The provision, Frank said, "could give foreign auto companies in effect the ability to dictate wages for all America auto workers."

He already is pushing for president-elect Barack Obama to change that portion of the emergency loan package, something Treasury said the incoming administration will have the power to do.

If the Obama Administration decides to let the UAW off the hook then the Big Three will get even more deeply in debt and the crisis will hit again but with the GM and Chrysler in just as much debt but the next time around with the US government.

The Big Three also need a restoration of credit and demand for cars.

"The automakers will hemorrhage red ink until auto lending and leasing revives. Without credit, vehicle sales will at best remain at their current 10 million unit annual sales pace," said Mark Zandi, the chief economist at forecaster Moody's Economy.com.

"The Big Three share of these sales is less than 5 million units. Their break-even sales rate is closer to 7 million units."

Share |      By Randall Parker at 2008 December 19 09:27 PM  Economics Transportation


Comments
Wolf-Dog said at December 20, 2008 4:22 AM:

"These loans from the US government are needed to give GM and Chrysler time to negotiate the sorts of deals which normally happen during bankruptcy."

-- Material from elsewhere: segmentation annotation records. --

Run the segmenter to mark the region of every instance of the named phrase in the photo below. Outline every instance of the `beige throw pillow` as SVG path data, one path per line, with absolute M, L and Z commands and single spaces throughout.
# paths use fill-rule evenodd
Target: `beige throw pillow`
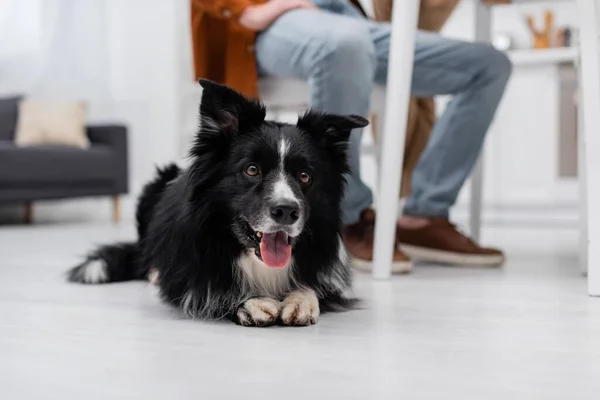
M 90 147 L 85 132 L 86 107 L 79 102 L 19 103 L 15 143 L 19 147 L 39 145 Z

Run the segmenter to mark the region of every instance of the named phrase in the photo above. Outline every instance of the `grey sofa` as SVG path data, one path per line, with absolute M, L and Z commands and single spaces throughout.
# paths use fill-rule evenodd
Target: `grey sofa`
M 18 97 L 0 99 L 0 203 L 23 203 L 31 222 L 35 200 L 112 196 L 113 219 L 118 221 L 119 195 L 128 190 L 127 129 L 89 126 L 92 146 L 87 150 L 17 147 L 18 102 Z

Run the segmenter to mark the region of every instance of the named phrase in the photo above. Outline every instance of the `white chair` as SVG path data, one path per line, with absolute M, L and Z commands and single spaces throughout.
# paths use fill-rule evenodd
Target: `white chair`
M 578 0 L 579 46 L 581 68 L 579 179 L 581 196 L 581 254 L 587 266 L 588 291 L 600 296 L 600 180 L 594 172 L 600 171 L 600 41 L 598 35 L 598 1 Z M 593 179 L 588 179 L 588 177 Z

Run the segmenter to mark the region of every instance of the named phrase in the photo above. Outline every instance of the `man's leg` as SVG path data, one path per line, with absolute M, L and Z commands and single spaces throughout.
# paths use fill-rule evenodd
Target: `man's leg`
M 372 23 L 376 80 L 387 75 L 389 25 Z M 409 255 L 457 264 L 496 265 L 501 252 L 468 240 L 447 221 L 469 176 L 511 73 L 508 58 L 492 46 L 418 32 L 412 91 L 454 95 L 434 126 L 413 172 L 412 190 L 399 221 L 398 239 Z M 414 251 L 412 251 L 414 250 Z M 431 251 L 429 251 L 431 250 Z
M 311 107 L 338 114 L 366 116 L 377 71 L 370 22 L 354 15 L 349 3 L 315 0 L 327 11 L 294 10 L 280 17 L 256 41 L 259 70 L 265 75 L 307 80 Z M 327 8 L 328 7 L 328 8 Z M 367 209 L 371 190 L 360 179 L 360 139 L 355 130 L 349 146 L 352 174 L 343 203 L 344 239 L 349 250 L 365 265 L 372 260 L 373 218 Z M 394 254 L 395 268 L 410 268 L 400 252 Z M 357 263 L 358 264 L 358 263 Z

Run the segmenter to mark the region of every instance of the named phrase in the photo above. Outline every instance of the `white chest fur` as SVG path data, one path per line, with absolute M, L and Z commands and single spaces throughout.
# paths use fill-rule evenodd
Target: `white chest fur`
M 295 287 L 292 276 L 293 259 L 285 268 L 270 268 L 253 253 L 244 253 L 237 262 L 244 292 L 252 296 L 277 298 Z

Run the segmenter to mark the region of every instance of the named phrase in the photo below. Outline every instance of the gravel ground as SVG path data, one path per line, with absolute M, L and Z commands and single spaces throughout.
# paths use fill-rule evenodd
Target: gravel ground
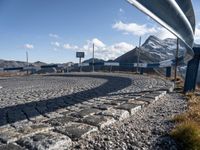
M 176 143 L 168 136 L 174 127 L 170 119 L 186 106 L 180 94 L 167 94 L 131 118 L 74 142 L 72 149 L 175 150 Z
M 179 94 L 162 95 L 173 84 L 159 77 L 77 73 L 0 86 L 0 150 L 176 149 L 164 135 L 186 107 Z

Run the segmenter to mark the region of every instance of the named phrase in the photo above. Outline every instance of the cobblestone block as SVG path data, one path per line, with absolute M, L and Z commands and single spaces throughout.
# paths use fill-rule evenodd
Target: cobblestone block
M 91 115 L 83 119 L 83 123 L 98 127 L 100 130 L 105 126 L 115 123 L 116 120 L 112 117 L 102 115 Z
M 120 106 L 118 106 L 116 108 L 117 109 L 127 110 L 127 111 L 129 111 L 130 115 L 133 115 L 135 112 L 140 110 L 142 107 L 141 107 L 141 105 L 138 105 L 138 104 L 125 103 L 125 104 L 122 104 L 122 105 L 120 105 Z
M 23 134 L 17 132 L 14 128 L 4 130 L 0 132 L 0 140 L 4 143 L 15 142 L 20 139 Z
M 72 145 L 69 137 L 56 132 L 38 133 L 20 139 L 17 143 L 32 150 L 66 150 Z
M 63 126 L 65 124 L 68 124 L 69 122 L 78 122 L 78 121 L 80 121 L 79 118 L 75 118 L 72 116 L 64 116 L 47 120 L 45 121 L 45 123 L 51 124 L 52 126 Z
M 0 150 L 25 150 L 17 144 L 9 143 L 6 145 L 0 145 Z
M 129 117 L 129 112 L 120 109 L 109 109 L 99 113 L 99 115 L 110 116 L 116 120 L 124 120 Z
M 84 118 L 84 117 L 87 117 L 89 115 L 94 115 L 94 114 L 96 114 L 100 111 L 101 111 L 100 109 L 88 108 L 88 109 L 83 109 L 79 112 L 73 113 L 71 115 L 74 116 L 74 117 Z
M 98 128 L 83 123 L 71 122 L 64 126 L 56 127 L 55 131 L 67 135 L 72 140 L 78 140 L 91 132 L 98 131 Z

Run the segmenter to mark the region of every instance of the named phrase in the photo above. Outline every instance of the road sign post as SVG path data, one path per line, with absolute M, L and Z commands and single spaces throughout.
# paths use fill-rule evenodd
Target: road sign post
M 85 53 L 84 52 L 76 52 L 76 57 L 79 58 L 80 72 L 82 72 L 81 58 L 85 57 Z

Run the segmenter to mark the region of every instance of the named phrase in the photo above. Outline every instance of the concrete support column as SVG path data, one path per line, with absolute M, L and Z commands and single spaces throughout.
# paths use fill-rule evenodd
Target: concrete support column
M 144 74 L 144 68 L 140 68 L 140 74 Z
M 185 78 L 184 92 L 194 91 L 199 69 L 200 47 L 194 47 L 194 57 L 188 62 Z
M 172 75 L 172 67 L 167 67 L 166 68 L 166 77 L 170 78 Z

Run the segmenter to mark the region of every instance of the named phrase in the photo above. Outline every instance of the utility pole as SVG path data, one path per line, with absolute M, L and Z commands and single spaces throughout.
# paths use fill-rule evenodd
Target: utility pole
M 79 57 L 79 65 L 80 65 L 80 72 L 82 72 L 82 62 L 81 62 L 81 57 Z
M 177 38 L 177 49 L 176 49 L 176 62 L 175 62 L 175 67 L 174 67 L 174 83 L 176 83 L 177 80 L 177 67 L 178 67 L 178 52 L 179 52 L 179 38 Z
M 26 51 L 26 67 L 29 67 L 29 63 L 28 63 L 28 51 Z M 27 68 L 27 75 L 28 75 L 28 68 Z
M 92 72 L 94 72 L 94 43 L 93 43 L 93 53 L 92 53 Z
M 142 37 L 139 38 L 139 48 L 141 46 Z M 139 49 L 138 48 L 138 49 Z M 140 63 L 140 50 L 137 52 L 137 73 L 139 72 L 139 63 Z

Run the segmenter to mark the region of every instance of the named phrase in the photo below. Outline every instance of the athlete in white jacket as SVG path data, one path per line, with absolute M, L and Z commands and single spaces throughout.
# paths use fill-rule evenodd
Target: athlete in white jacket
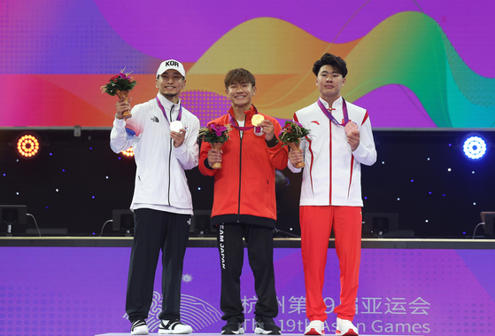
M 305 334 L 321 335 L 327 309 L 322 290 L 329 238 L 335 234 L 340 264 L 341 304 L 337 314 L 338 335 L 358 335 L 352 324 L 358 293 L 361 238 L 361 169 L 372 165 L 376 151 L 369 117 L 365 109 L 340 96 L 347 67 L 344 59 L 325 54 L 314 63 L 316 86 L 321 96 L 314 104 L 294 114 L 294 121 L 310 129 L 301 152 L 289 152 L 289 168 L 304 161 L 299 203 L 301 253 L 306 290 Z
M 159 333 L 192 332 L 180 322 L 182 266 L 192 215 L 184 169 L 197 166 L 199 120 L 181 104 L 185 75 L 181 63 L 164 61 L 157 71 L 155 98 L 134 106 L 127 121 L 122 113 L 130 105 L 123 99 L 116 104 L 110 145 L 115 152 L 132 146 L 137 166 L 130 207 L 135 231 L 126 300 L 133 335 L 149 333 L 145 320 L 160 249 L 163 302 Z

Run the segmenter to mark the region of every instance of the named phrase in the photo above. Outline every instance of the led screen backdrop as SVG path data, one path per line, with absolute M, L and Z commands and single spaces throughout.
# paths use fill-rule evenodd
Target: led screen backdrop
M 130 247 L 0 247 L 0 334 L 89 336 L 129 332 L 125 313 Z M 323 297 L 335 332 L 338 264 L 329 249 Z M 161 274 L 159 262 L 158 274 Z M 306 292 L 299 248 L 274 253 L 282 334 L 304 333 Z M 217 248 L 188 248 L 182 320 L 195 333 L 220 334 Z M 354 323 L 362 335 L 495 334 L 495 250 L 362 250 Z M 161 280 L 147 320 L 158 332 Z M 246 332 L 254 334 L 256 294 L 247 255 L 241 277 Z
M 122 68 L 157 92 L 164 59 L 186 66 L 184 105 L 225 113 L 223 77 L 257 77 L 253 103 L 281 120 L 318 97 L 313 63 L 343 57 L 343 95 L 374 127 L 495 127 L 492 0 L 0 1 L 0 127 L 112 125 L 99 87 Z

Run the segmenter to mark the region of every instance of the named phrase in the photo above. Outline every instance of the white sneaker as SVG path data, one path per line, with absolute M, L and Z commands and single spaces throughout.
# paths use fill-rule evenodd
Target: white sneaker
M 144 320 L 135 320 L 131 325 L 131 335 L 147 335 L 150 333 Z
M 324 335 L 325 324 L 320 320 L 311 321 L 306 327 L 305 335 Z
M 159 333 L 160 335 L 178 333 L 186 334 L 191 332 L 192 328 L 189 325 L 184 324 L 177 318 L 174 318 L 172 320 L 161 320 L 160 326 L 159 327 Z
M 358 328 L 352 324 L 352 322 L 349 320 L 343 320 L 342 318 L 336 318 L 336 335 L 353 335 L 359 336 Z

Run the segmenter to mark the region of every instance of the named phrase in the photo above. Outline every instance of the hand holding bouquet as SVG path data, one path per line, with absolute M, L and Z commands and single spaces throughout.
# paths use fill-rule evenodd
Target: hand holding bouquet
M 124 73 L 124 69 L 120 70 L 119 74 L 112 77 L 108 83 L 100 88 L 102 93 L 108 93 L 110 96 L 119 96 L 119 98 L 124 97 L 124 101 L 127 103 L 129 97 L 129 91 L 134 89 L 137 82 L 133 77 L 129 76 L 131 73 Z M 130 111 L 126 111 L 122 113 L 124 119 L 132 116 Z
M 218 151 L 220 150 L 223 143 L 228 139 L 228 132 L 230 131 L 230 124 L 219 125 L 217 123 L 210 123 L 206 127 L 199 129 L 198 138 L 209 143 L 212 148 Z M 212 166 L 213 169 L 221 168 L 221 163 L 215 162 Z
M 301 139 L 306 139 L 306 137 L 309 135 L 309 129 L 305 129 L 303 125 L 297 121 L 285 121 L 285 125 L 280 131 L 278 135 L 279 141 L 281 141 L 284 145 L 289 145 L 292 151 L 301 151 L 299 149 L 299 144 Z M 304 162 L 299 162 L 296 165 L 296 168 L 305 167 Z

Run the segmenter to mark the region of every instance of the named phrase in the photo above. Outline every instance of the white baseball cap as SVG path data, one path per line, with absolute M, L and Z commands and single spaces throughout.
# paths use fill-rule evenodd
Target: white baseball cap
M 177 70 L 182 76 L 184 76 L 184 78 L 186 77 L 184 66 L 182 66 L 181 62 L 178 62 L 175 59 L 168 59 L 161 62 L 159 69 L 157 70 L 157 77 L 169 69 Z

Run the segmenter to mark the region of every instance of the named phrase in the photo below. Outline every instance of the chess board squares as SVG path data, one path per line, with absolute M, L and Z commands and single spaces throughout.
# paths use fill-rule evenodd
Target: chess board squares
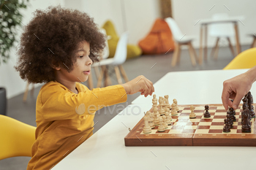
M 165 129 L 165 131 L 157 131 L 156 132 L 156 134 L 168 134 L 170 131 L 170 129 Z
M 211 122 L 200 122 L 198 126 L 200 125 L 211 125 Z

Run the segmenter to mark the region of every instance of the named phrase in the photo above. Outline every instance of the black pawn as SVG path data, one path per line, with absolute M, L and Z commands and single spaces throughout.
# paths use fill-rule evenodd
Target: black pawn
M 231 119 L 231 115 L 229 114 L 229 112 L 227 112 L 227 125 L 229 126 L 230 128 L 233 128 L 233 120 Z
M 248 98 L 248 107 L 249 109 L 250 110 L 250 116 L 251 119 L 255 117 L 255 113 L 254 110 L 254 107 L 252 106 L 253 104 L 253 98 L 251 92 L 248 92 L 247 93 L 247 98 Z
M 225 125 L 223 128 L 223 132 L 226 132 L 226 133 L 230 132 L 230 128 L 228 127 L 228 123 L 227 123 L 227 119 L 224 120 L 224 123 L 225 123 Z
M 242 132 L 244 133 L 251 133 L 251 126 L 249 123 L 249 115 L 250 112 L 248 109 L 245 109 L 242 113 L 242 117 L 244 117 L 244 123 L 242 124 Z
M 206 105 L 206 106 L 205 106 L 205 110 L 206 110 L 206 112 L 203 114 L 203 117 L 206 117 L 206 118 L 211 117 L 211 114 L 210 114 L 209 112 L 208 112 L 208 110 L 209 110 L 209 106 Z

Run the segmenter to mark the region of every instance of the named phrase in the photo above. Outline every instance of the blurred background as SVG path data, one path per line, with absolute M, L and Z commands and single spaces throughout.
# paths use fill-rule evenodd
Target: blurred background
M 1 0 L 0 114 L 33 126 L 42 84 L 29 85 L 15 71 L 17 46 L 33 12 L 58 4 L 88 13 L 108 36 L 102 61 L 83 82 L 90 89 L 140 74 L 154 83 L 170 72 L 228 69 L 236 56 L 256 53 L 253 0 Z M 242 66 L 235 69 L 252 67 Z M 129 96 L 123 106 L 138 96 Z M 94 133 L 118 114 L 116 107 L 102 109 L 96 114 Z M 1 160 L 0 169 L 25 169 L 29 159 Z

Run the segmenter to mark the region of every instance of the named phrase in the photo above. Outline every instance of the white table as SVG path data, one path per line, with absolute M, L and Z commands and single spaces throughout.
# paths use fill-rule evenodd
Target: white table
M 212 18 L 203 19 L 200 20 L 200 50 L 199 50 L 199 64 L 203 63 L 203 32 L 205 33 L 205 45 L 204 45 L 204 58 L 207 59 L 207 36 L 208 36 L 208 25 L 214 23 L 232 23 L 234 25 L 234 29 L 236 33 L 236 53 L 238 55 L 241 53 L 241 47 L 239 43 L 239 34 L 238 34 L 238 23 L 241 22 L 241 20 L 244 20 L 244 16 L 236 16 L 236 17 L 230 17 L 228 19 L 220 19 L 220 20 L 213 20 Z M 242 23 L 244 25 L 244 23 Z M 204 28 L 204 31 L 203 31 Z
M 208 70 L 169 72 L 154 85 L 154 93 L 159 96 L 169 95 L 169 102 L 176 98 L 178 104 L 222 104 L 223 82 L 248 69 Z M 256 85 L 251 92 L 255 94 Z M 132 104 L 152 104 L 152 96 L 140 96 Z
M 214 82 L 214 85 L 219 83 L 222 85 L 222 77 L 231 77 L 235 74 L 241 72 L 243 72 L 242 70 L 202 71 L 172 73 L 170 75 L 176 76 L 173 77 L 179 77 L 177 78 L 177 80 L 179 81 L 182 80 L 181 77 L 184 77 L 184 74 L 202 76 L 208 73 L 212 79 L 216 79 L 217 75 L 222 75 L 217 79 L 216 81 L 218 82 Z M 214 73 L 218 73 L 218 74 Z M 198 104 L 206 103 L 204 99 L 208 98 L 200 96 L 200 93 L 205 91 L 208 91 L 210 94 L 217 93 L 209 97 L 206 101 L 221 102 L 219 98 L 222 91 L 219 90 L 219 88 L 221 88 L 219 85 L 211 85 L 210 82 L 214 82 L 211 80 L 211 77 L 207 78 L 203 76 L 203 80 L 200 81 L 200 82 L 195 82 L 199 83 L 200 87 L 193 89 L 195 92 L 186 93 L 189 91 L 189 88 L 192 89 L 196 87 L 192 85 L 192 82 L 182 81 L 186 83 L 171 84 L 168 74 L 156 83 L 157 90 L 159 88 L 161 82 L 167 82 L 169 86 L 163 84 L 163 88 L 176 87 L 176 89 L 170 90 L 170 92 L 173 93 L 177 90 L 176 93 L 179 93 L 181 96 L 186 96 L 189 98 L 191 95 L 196 93 L 197 96 L 192 98 L 196 98 Z M 165 80 L 167 78 L 168 81 Z M 189 80 L 197 80 L 200 78 L 196 76 L 194 78 L 190 77 Z M 211 93 L 211 90 L 214 93 Z M 168 93 L 164 94 L 167 93 Z M 151 100 L 151 98 L 148 98 Z M 182 104 L 192 103 L 189 98 L 181 99 Z M 192 101 L 195 103 L 194 100 Z M 255 169 L 256 147 L 125 147 L 124 137 L 129 133 L 128 128 L 132 128 L 143 116 L 143 112 L 149 109 L 151 107 L 151 103 L 129 105 L 52 169 Z

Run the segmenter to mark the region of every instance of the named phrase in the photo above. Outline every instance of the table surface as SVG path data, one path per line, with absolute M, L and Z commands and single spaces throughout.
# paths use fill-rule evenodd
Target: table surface
M 228 19 L 212 19 L 212 18 L 206 18 L 206 19 L 202 19 L 199 21 L 200 24 L 208 24 L 208 23 L 232 23 L 232 22 L 238 22 L 239 20 L 244 20 L 244 16 L 236 16 L 236 17 L 229 17 Z
M 180 94 L 182 104 L 220 103 L 223 80 L 245 71 L 173 72 L 155 87 L 160 95 Z M 172 83 L 173 81 L 176 82 Z M 165 91 L 165 88 L 172 90 Z M 255 87 L 253 88 L 256 92 Z M 151 97 L 144 99 L 148 98 L 151 101 Z M 256 147 L 125 147 L 128 128 L 132 128 L 151 107 L 151 102 L 129 105 L 52 169 L 255 169 Z
M 178 104 L 221 104 L 223 82 L 248 69 L 169 72 L 154 83 L 157 98 L 169 95 L 169 102 Z M 256 95 L 256 85 L 251 92 Z M 255 96 L 256 97 L 256 96 Z M 140 96 L 132 104 L 151 104 L 152 96 Z

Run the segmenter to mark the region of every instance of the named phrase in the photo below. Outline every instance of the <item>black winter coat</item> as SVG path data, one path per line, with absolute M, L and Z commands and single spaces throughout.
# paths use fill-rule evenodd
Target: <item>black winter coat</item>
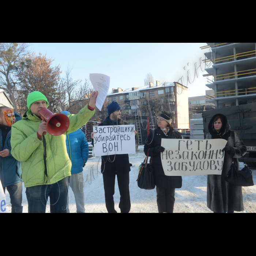
M 144 153 L 147 155 L 149 148 L 149 156 L 152 157 L 154 177 L 156 185 L 158 188 L 170 189 L 172 188 L 180 188 L 182 187 L 182 177 L 180 176 L 166 176 L 165 174 L 161 161 L 160 153 L 156 155 L 153 151 L 157 146 L 161 146 L 162 139 L 182 139 L 180 133 L 174 131 L 170 131 L 167 134 L 163 133 L 162 130 L 158 127 L 149 134 L 144 146 Z M 153 138 L 152 139 L 152 138 Z M 170 141 L 172 143 L 172 141 Z M 150 143 L 147 144 L 147 143 Z
M 128 124 L 129 124 L 124 122 L 123 119 L 118 120 L 118 125 Z M 109 117 L 108 116 L 104 120 L 103 122 L 98 126 L 113 125 L 109 120 Z M 92 140 L 92 144 L 94 146 L 93 140 Z M 109 156 L 103 155 L 101 157 L 102 158 L 101 173 L 104 174 L 115 175 L 117 174 L 128 173 L 131 171 L 128 154 L 116 155 L 114 161 L 113 162 L 111 162 L 113 161 L 115 158 L 114 155 Z
M 213 121 L 217 116 L 222 118 L 222 126 L 219 133 L 213 129 Z M 234 158 L 237 169 L 239 169 L 238 158 L 241 157 L 239 149 L 243 155 L 246 154 L 246 148 L 238 134 L 231 131 L 227 117 L 221 114 L 214 116 L 209 123 L 209 133 L 206 139 L 223 139 L 227 141 L 227 146 L 230 149 L 230 154 L 225 153 L 221 175 L 208 175 L 207 179 L 207 206 L 212 211 L 219 213 L 229 211 L 244 211 L 242 187 L 227 182 L 225 177 Z

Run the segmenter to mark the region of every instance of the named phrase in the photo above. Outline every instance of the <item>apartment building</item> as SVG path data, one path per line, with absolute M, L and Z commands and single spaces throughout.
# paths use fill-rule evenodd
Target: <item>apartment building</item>
M 213 65 L 204 76 L 212 76 L 206 86 L 215 91 L 207 97 L 207 102 L 217 108 L 255 102 L 256 43 L 207 44 L 203 49 L 211 48 L 205 55 Z
M 107 96 L 110 103 L 116 101 L 126 115 L 150 117 L 151 110 L 155 124 L 156 115 L 162 110 L 171 111 L 172 124 L 180 129 L 189 128 L 188 98 L 188 87 L 176 82 L 161 83 L 159 81 L 155 84 L 150 83 L 147 86 L 113 89 Z
M 214 90 L 207 90 L 205 95 L 189 97 L 188 98 L 188 106 L 189 120 L 193 118 L 193 114 L 202 114 L 204 110 L 209 110 L 215 108 L 215 104 L 207 102 L 207 100 L 210 96 L 214 95 Z

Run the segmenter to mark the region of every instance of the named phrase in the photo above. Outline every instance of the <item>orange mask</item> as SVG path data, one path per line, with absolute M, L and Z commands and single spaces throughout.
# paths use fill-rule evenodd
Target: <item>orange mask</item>
M 14 124 L 15 123 L 15 120 L 16 119 L 14 116 L 14 110 L 8 109 L 6 110 L 4 110 L 3 113 L 8 126 L 11 126 L 12 125 Z

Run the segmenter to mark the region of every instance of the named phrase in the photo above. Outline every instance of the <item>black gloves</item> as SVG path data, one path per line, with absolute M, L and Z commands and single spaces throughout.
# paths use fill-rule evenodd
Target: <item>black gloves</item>
M 153 153 L 155 155 L 157 155 L 157 154 L 159 154 L 160 152 L 163 152 L 165 150 L 165 148 L 161 147 L 161 146 L 157 146 L 154 149 Z
M 230 149 L 229 147 L 228 146 L 226 146 L 225 147 L 223 148 L 223 149 L 222 150 L 222 152 L 223 152 L 223 151 L 225 151 L 226 153 L 227 153 L 228 154 L 230 154 Z

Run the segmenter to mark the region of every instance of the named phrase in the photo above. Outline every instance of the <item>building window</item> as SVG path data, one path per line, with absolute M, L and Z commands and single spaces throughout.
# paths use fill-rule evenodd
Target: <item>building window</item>
M 144 98 L 146 97 L 146 93 L 140 93 L 140 97 L 142 98 Z
M 166 93 L 173 94 L 173 87 L 166 87 L 165 93 Z
M 129 95 L 130 97 L 135 97 L 138 96 L 138 93 L 130 93 Z
M 169 102 L 172 102 L 175 101 L 175 96 L 174 95 L 169 97 L 168 97 L 167 101 Z
M 163 104 L 163 99 L 158 99 L 158 104 Z
M 132 101 L 131 102 L 131 106 L 136 106 L 139 105 L 139 101 Z
M 154 91 L 150 91 L 149 92 L 149 97 L 150 98 L 153 98 L 155 97 L 155 92 Z

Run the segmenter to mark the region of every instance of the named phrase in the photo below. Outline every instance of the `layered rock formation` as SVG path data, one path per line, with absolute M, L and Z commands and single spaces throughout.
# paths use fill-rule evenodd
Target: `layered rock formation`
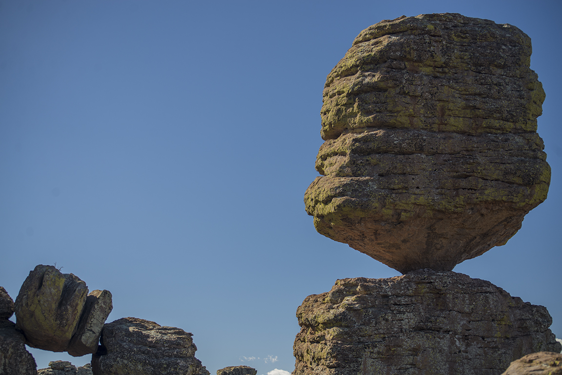
M 217 370 L 216 375 L 256 375 L 257 371 L 250 366 L 229 366 Z
M 17 326 L 30 346 L 64 351 L 76 332 L 88 287 L 72 273 L 52 266 L 37 266 L 16 298 Z
M 76 367 L 68 361 L 51 361 L 48 368 L 37 370 L 37 375 L 92 375 L 92 365 Z
M 562 375 L 562 354 L 541 351 L 514 361 L 501 375 Z
M 92 355 L 94 375 L 209 375 L 195 358 L 192 336 L 137 318 L 106 324 L 99 350 Z
M 25 348 L 25 339 L 8 319 L 13 314 L 13 300 L 0 286 L 0 374 L 35 375 L 37 366 Z
M 112 308 L 108 291 L 88 295 L 86 283 L 77 276 L 41 264 L 25 279 L 15 307 L 26 344 L 74 356 L 96 353 Z
M 546 308 L 453 272 L 338 280 L 297 317 L 293 375 L 498 375 L 561 349 Z
M 531 54 L 517 28 L 458 14 L 363 30 L 324 89 L 318 232 L 403 273 L 504 244 L 550 179 Z

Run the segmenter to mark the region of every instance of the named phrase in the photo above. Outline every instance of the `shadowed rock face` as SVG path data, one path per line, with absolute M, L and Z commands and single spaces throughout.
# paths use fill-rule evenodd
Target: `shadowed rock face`
M 459 14 L 361 31 L 324 87 L 318 232 L 403 273 L 505 244 L 550 180 L 531 54 L 517 28 Z
M 545 308 L 453 272 L 338 280 L 297 317 L 293 375 L 498 375 L 561 349 Z

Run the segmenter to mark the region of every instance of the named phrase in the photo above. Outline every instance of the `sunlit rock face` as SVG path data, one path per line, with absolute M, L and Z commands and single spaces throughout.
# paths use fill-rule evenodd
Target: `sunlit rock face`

True. But more importantly, the main fear in well informed circles is the fact that a disorderly bankruptcy is likely to cause the loss of the new electric cars that Chrysler, GM, and Ford are developing now. There is significant progress in electric cars, and all we need is an additional evolutionary improvement in batteries. But if there is a chaotic bankruptcy that decapitates leadership, then all the American electric car technology will be bought by foreign competitors at fire sale prices, and then the U.S. will fall behind in electric car manufacturing FOREVER: this would be a national security issue.